2. EDA¶

In the previous chapter, we examined the structure of deep learning models and evaluation metrics for time series analysis. In this chapter, we will explore and visualize the datasets we will be using to perform time series forecasting in the next chapter.

We will use COVID-19 daily case datasets for the time series forecasting. The datasets we are going to use are COVID-19 Data Repository by the Center for Systems Science and Engineering (CSSE) at Johns Hopkins University and Kaggle: Novel Corona Virus 2019 Dataset.

COVID-19 daily cases by country are updated in the repository of Johns Hopkins University every day, along with various types of datasets, which are provided by Johns Hopkins University on its website and Kaggle.

In chapter 2.1, we will download the COVID-19 daily case datasets to see what features are included in them. In 2.2, we will perform EDA (Exploratory Data Analysis) on the datasets, focusing on world countries, and then in 2.3, we will dive into the COVID-19 daily cases in South Korea.

2.1 Download Datasets¶

Firstly, we will download the COVID-19 daily case datasets. Using the data-loader function coded by Pseudo-Lab, we can easily download the datasets.

Download the datasets from the repository of Tutorial-Book-Utils on GitHub by using git clone to save them in the Colab enviroment.

!git clone https://github.com/Pseudo-Lab/Tutorial-Book-Utils

Cloning into 'Tutorial-Book-Utils'...
remote: Enumerating objects: 24, done.
remote: Counting objects: 100% (24/24), done.
remote: Compressing objects: 100% (20/20), done.
remote: Total 24 (delta 6), reused 14 (delta 3), pack-reused 0
Unpacking objects: 100% (24/24), done.

dataset example

Figure 2-1. Downloaded Files in Colab

In Figure 2-1, you can see PL_data_loader.py in the directory, in addition to README.md and utils_ObjectDetection.py.
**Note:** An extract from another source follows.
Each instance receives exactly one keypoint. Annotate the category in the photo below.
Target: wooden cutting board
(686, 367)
PL_data_loader.py contains the functions to download Google Drive datasets. It is possible to download the COVID-19 daily case datasets with the input of COVIDTimeSeries if we use the parameter –data.

!python Tutorial-Book-Utils/PL_data_loader.py --data COVIDTimeSeries

COVIDTimeSeries.zip is done!

Next, let’s unarchive the downloaded file by using unzip, which is a Linux command. Unnecessary outputs are not printed if we use the command -q.
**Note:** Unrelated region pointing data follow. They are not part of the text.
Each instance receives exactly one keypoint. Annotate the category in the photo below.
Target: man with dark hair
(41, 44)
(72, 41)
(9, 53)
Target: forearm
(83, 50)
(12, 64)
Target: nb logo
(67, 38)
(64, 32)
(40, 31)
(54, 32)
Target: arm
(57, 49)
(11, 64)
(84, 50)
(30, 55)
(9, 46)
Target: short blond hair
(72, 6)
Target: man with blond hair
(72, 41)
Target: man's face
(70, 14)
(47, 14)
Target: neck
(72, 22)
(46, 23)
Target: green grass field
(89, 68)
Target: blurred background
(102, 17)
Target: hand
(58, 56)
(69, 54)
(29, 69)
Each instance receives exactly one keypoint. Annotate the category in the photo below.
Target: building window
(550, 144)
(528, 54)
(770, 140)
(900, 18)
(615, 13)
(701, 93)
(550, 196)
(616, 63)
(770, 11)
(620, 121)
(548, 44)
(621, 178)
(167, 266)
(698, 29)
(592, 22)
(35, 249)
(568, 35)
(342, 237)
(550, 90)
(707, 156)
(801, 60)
!unzip -q COVIDTimeSeries.zip

dataset example

Figure 2-2. Downloaded Datasets

Once the COVIDTimesSeries.zip is unarchived, you can see two downloaded files: covid_19_data.csv and time_series_covid19_confirmed_global.csv (Figure 2-2).

We will visualize the global COVID-19 daily cases with covid_19_data.csv based on time series, and we will visualize the daily cases of COVID-19 in South Korea with time_series_covid19_confirmed_global.csv. Let’s first view the saved values after loading each dataset.

import pandas as pd

all = pd.read_csv('covid_19_data.csv')
confirmed = pd.read_csv('time_series_covid19_confirmed_global.csv')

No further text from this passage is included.